Recently, there has been considerable attention focused on the flight of capital from our markets to competing markets overseas – including London, Dubai and Hong Kong.
The fact that only two of the top 20 global Initial Public Offerings (IPOs) went public in the United States last year, compared with nine in 2000 and 12 in 2001, reflects an aversion of our public markets by corporations around the world.
If companies are not marching off to London, they are attempting to avoid the scrutiny faced by public companies through delisting — or transferring ownership to the ever-popular private equity industry.
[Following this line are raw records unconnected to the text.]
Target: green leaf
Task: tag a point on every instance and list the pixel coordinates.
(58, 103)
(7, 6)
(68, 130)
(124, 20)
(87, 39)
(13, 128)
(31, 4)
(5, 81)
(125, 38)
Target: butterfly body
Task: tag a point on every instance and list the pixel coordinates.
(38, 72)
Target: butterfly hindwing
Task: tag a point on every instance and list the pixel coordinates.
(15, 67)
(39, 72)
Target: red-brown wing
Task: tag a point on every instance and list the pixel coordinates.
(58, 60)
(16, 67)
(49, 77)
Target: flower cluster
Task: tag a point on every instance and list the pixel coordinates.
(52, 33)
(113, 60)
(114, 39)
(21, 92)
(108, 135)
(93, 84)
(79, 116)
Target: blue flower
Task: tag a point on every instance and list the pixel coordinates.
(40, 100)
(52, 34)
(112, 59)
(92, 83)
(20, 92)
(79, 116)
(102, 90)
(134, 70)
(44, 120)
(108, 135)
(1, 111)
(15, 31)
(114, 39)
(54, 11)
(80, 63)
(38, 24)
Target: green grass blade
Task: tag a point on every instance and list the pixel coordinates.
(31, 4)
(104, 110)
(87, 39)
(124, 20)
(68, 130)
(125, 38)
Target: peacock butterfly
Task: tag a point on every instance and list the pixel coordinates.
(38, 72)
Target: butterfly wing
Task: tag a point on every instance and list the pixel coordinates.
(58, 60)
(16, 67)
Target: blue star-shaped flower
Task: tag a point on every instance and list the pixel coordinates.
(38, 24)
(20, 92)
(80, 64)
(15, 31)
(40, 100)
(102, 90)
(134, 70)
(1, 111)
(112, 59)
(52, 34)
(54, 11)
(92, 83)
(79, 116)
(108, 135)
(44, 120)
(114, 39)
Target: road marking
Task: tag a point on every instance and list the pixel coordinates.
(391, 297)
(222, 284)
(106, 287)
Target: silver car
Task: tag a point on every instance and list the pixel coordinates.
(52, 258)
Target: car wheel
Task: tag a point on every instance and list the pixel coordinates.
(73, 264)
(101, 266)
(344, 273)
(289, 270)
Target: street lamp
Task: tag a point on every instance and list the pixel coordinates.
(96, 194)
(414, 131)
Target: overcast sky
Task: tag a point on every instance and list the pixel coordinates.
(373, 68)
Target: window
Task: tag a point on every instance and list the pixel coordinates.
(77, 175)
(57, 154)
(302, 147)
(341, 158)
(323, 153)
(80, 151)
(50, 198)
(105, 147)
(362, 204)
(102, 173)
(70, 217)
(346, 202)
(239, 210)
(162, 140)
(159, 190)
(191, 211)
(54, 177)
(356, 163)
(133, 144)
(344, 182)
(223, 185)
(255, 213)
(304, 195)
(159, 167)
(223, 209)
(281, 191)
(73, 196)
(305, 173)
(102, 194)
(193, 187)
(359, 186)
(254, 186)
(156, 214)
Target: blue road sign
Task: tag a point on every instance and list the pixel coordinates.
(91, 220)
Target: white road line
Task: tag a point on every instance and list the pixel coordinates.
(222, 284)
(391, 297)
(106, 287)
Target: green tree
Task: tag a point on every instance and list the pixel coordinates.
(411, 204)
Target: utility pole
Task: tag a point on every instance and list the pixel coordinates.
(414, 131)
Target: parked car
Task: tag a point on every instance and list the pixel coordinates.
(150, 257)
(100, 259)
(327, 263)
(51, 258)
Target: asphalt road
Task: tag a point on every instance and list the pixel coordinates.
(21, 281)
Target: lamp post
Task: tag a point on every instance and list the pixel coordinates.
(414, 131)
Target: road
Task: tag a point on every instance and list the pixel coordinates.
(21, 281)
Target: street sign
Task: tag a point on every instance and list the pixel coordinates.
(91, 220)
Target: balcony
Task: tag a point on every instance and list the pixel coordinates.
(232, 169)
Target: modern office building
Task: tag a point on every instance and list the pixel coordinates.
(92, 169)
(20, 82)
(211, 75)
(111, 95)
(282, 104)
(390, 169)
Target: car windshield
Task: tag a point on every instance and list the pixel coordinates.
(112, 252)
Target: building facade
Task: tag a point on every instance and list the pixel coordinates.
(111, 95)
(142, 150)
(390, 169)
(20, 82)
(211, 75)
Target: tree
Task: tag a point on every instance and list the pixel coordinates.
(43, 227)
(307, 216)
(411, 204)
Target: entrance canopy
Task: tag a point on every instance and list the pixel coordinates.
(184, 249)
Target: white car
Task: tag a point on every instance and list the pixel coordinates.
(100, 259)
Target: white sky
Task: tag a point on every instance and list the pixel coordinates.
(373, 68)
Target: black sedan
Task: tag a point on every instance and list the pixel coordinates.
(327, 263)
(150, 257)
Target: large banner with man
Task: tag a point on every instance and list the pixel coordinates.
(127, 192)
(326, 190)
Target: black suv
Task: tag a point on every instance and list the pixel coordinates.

According to a recent study, approximately 200 companies petitioned to delist their stock from the U.S. exchanges in 2003 and in 2004 – compared to just 67 companies in 2002.
The three major studies on U.S. competitiveness released in the past year-focus considerable attention on two major hindrances afflicting our public companies.
The first being the regulatory environment within the United States – most notably Sarbanes-Oxley – and the burdensome requirements it places on such companies.
Former Chairman of the Federal Reserve – Alan Greenspan – noted that most of Sarbanes-Oxley is, “a cost-creator with no benefit, I’m aware of. Regulatory and statutory changes need to be made as well, if we’re going to move forward. I hope it happens before the whole financial system walks off to London.”
The recent studies reference the current problems found in our legal system, as well. Specifically they note the costs, inefficiencies, and uncertainties associated with securities class action lawsuits.